Hadoop File System (HDFS): hdfs://user@server:port/path/to/data - Hadoop Distributed File System, for resilient, replicated files within a cluster.
Amazon S3: s3://my-bucket-name/path/to/data - Amazon S3 remote binary store, often used with Amazon EC2, using the library s3fs.
S3 Compatible Storage: s3://my-bucket-name/path/_to/data - for example, MinIO, using the s3fs library.
Google Cloud Storage: gcs:// - Google Cloud Storage, typically used with Google Compute resource using gcsfs (in development).
Azure Blob Storage / Azure Data Lake Storage Gen2: abfs:// - Azure Blob Storage, typically used when working on an Azure environment.
HTTP(s): http:// or https:// for reading data directly from HTTP web servers.

fsspec also provides other file systems, such as SSH, FTP, and WebHDFS. See the fsspec documentation for more information.

Additional settings in `catalog.yml`¶

This section explains the additional settings available within catalog.yml.

Load, save and filesystem arguments¶

The Kedro Data Catalog also accepts different groups of *_args parameters that serve different purposes:

load_args and save_args: Configure how a third-party library loads/saves data from/to a file. In the spaceflights example above, load_args, is passed to the excel file read method (pd.read_excel) as a keyword argument. Although not specified here, the matching output parameter is save_args and the value would be passed to pd.DataFrame.to_excel method.

For example, to load or save a CSV on a local file system, using specified load/save arguments:

cars:
  type: pandas.CSVDataset
  filepath: data/01_raw/company/cars.csv
  load_args:
    sep: ','
  save_args:
    index: False
    date_format: '%Y-%m-%d %H:%M'
    decimal: .

fs_args: Configures the interaction with a filesystem. All the top-level parameters of fs_args (except open_args_load and open_args_save) will be passed to an underlying filesystem class.

For example, to provide the project value to the underlying filesystem class (GCSFileSystem) to interact with Google Cloud Storage:

test_dataset:
  type: ...
  fs_args:
    project: test_project

The open_args_load and open_args_save parameters are passed to the filesystem's open method to configure how a dataset file (on a specific filesystem) is opened during a load or save operation, respectively.
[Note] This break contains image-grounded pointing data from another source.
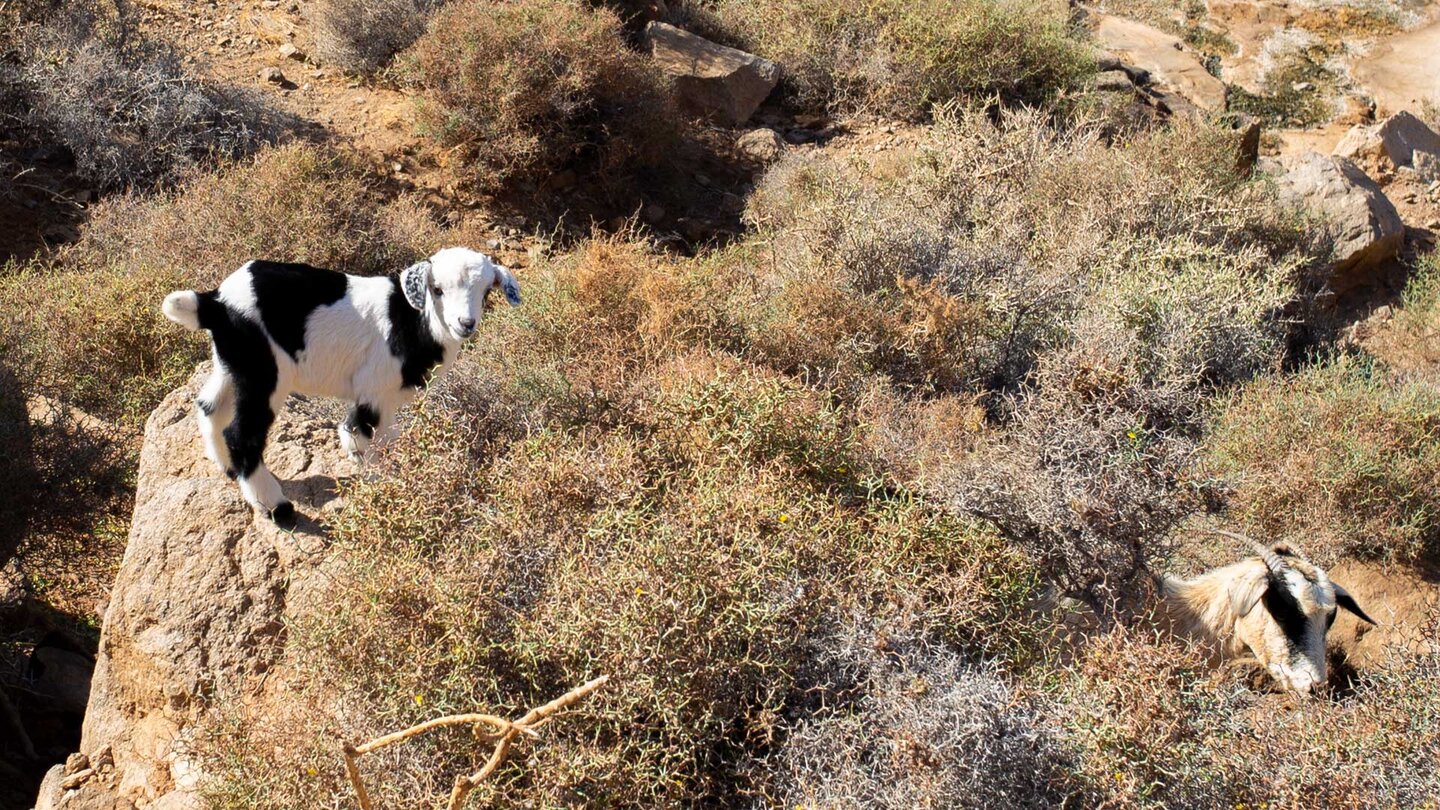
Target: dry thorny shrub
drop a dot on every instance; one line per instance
(363, 35)
(1154, 725)
(694, 551)
(922, 728)
(85, 326)
(690, 472)
(899, 58)
(123, 104)
(1339, 457)
(1090, 299)
(578, 95)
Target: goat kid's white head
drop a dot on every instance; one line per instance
(1285, 607)
(454, 284)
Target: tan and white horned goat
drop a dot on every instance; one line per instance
(1278, 604)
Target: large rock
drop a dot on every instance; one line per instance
(1403, 71)
(761, 146)
(198, 611)
(1368, 231)
(1396, 140)
(1164, 58)
(712, 79)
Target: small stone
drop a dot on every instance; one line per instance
(1113, 81)
(732, 203)
(761, 144)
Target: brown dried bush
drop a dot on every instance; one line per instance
(1154, 725)
(362, 36)
(524, 90)
(902, 58)
(123, 104)
(1339, 459)
(85, 326)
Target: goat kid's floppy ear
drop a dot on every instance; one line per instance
(1347, 601)
(1246, 591)
(507, 284)
(414, 280)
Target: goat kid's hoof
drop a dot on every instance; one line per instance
(284, 515)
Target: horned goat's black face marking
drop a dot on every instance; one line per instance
(414, 281)
(1286, 611)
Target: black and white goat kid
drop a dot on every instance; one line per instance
(291, 327)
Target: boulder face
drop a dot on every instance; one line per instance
(1368, 231)
(1164, 58)
(1401, 140)
(198, 611)
(719, 82)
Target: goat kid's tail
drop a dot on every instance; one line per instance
(183, 307)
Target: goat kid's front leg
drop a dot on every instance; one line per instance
(245, 440)
(215, 410)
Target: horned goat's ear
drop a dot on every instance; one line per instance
(1347, 601)
(507, 284)
(414, 280)
(1246, 591)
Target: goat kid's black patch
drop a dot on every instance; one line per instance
(411, 339)
(1286, 613)
(244, 349)
(287, 293)
(363, 420)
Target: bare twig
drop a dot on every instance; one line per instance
(500, 730)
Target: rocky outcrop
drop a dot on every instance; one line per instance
(719, 82)
(1400, 140)
(1368, 231)
(761, 146)
(198, 611)
(1164, 58)
(1403, 71)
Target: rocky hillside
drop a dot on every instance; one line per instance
(874, 358)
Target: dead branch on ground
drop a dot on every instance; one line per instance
(486, 727)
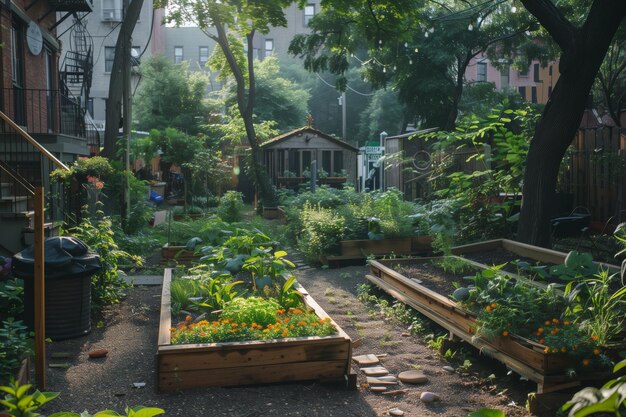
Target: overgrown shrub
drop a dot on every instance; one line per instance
(322, 231)
(231, 207)
(107, 286)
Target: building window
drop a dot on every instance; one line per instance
(337, 163)
(135, 54)
(109, 56)
(203, 57)
(178, 54)
(269, 47)
(309, 12)
(112, 10)
(504, 77)
(523, 72)
(481, 71)
(536, 73)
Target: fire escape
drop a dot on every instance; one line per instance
(76, 73)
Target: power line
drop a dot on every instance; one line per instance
(347, 86)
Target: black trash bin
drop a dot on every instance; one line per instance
(69, 266)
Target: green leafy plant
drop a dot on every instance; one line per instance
(322, 229)
(487, 412)
(599, 310)
(254, 318)
(11, 293)
(137, 411)
(18, 402)
(15, 345)
(231, 206)
(107, 285)
(610, 399)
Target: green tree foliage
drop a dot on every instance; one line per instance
(383, 113)
(278, 99)
(230, 22)
(170, 96)
(418, 48)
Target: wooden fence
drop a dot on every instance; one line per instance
(594, 171)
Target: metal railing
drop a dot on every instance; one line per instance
(45, 111)
(26, 164)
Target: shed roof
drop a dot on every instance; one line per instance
(307, 129)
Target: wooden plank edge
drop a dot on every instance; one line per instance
(414, 285)
(482, 345)
(166, 309)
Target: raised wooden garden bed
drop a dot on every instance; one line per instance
(179, 254)
(325, 359)
(357, 251)
(522, 355)
(524, 250)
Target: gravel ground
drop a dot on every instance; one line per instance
(130, 335)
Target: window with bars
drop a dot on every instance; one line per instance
(309, 12)
(109, 56)
(203, 56)
(481, 71)
(269, 47)
(178, 54)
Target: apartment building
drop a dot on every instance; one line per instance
(534, 83)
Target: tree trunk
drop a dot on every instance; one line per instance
(246, 110)
(583, 50)
(116, 83)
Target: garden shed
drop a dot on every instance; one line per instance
(288, 158)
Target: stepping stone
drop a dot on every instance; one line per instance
(429, 397)
(413, 377)
(366, 360)
(382, 380)
(375, 371)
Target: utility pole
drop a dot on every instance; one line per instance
(127, 128)
(343, 116)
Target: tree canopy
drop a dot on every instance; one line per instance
(170, 96)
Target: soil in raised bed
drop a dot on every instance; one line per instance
(501, 256)
(434, 277)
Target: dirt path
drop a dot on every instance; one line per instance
(130, 336)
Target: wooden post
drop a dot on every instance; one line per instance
(40, 299)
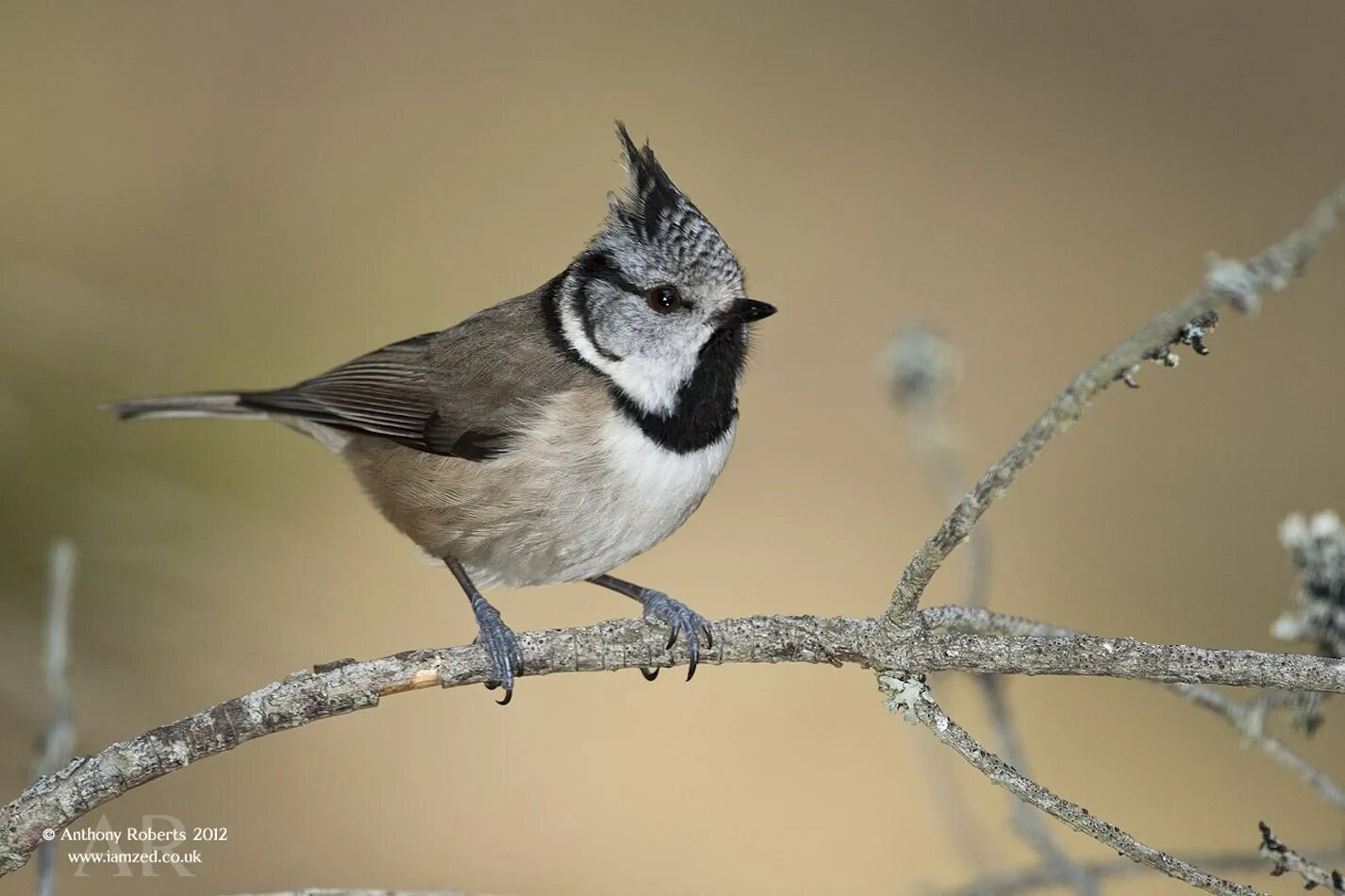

For example, to load data from a local binary file using utf-8 encoding:

test_dataset:
  type: ...
  fs_args:
    open_args_load:
      mode: "rb"
      encoding: "utf-8"

If you want to save a file in append mode instead of overwrite you can use the open_args_save mode parameter:

test_dataset:
  type: ...
  fs_args:
    open_args_save:
      mode: "a"

Note

Default load, save and filesystem arguments are defined inside the specific dataset implementations as DEFAULT_LOAD_ARGS, DEFAULT_SAVE_ARGS, and DEFAULT_FS_ARGS respectively.

You can check those in the kedro-datasets documentation.

Dataset access credentials¶

The Data Catalog also works with the credentials.yml file in conf/local/, allowing you to specify usernames and passwords required to load certain datasets.

Before instantiating the DataCatalog, Kedro will first attempt to read the credentials from the project configuration. The resulting dictionary is then passed into DataCatalog.from_config() as the credentials argument.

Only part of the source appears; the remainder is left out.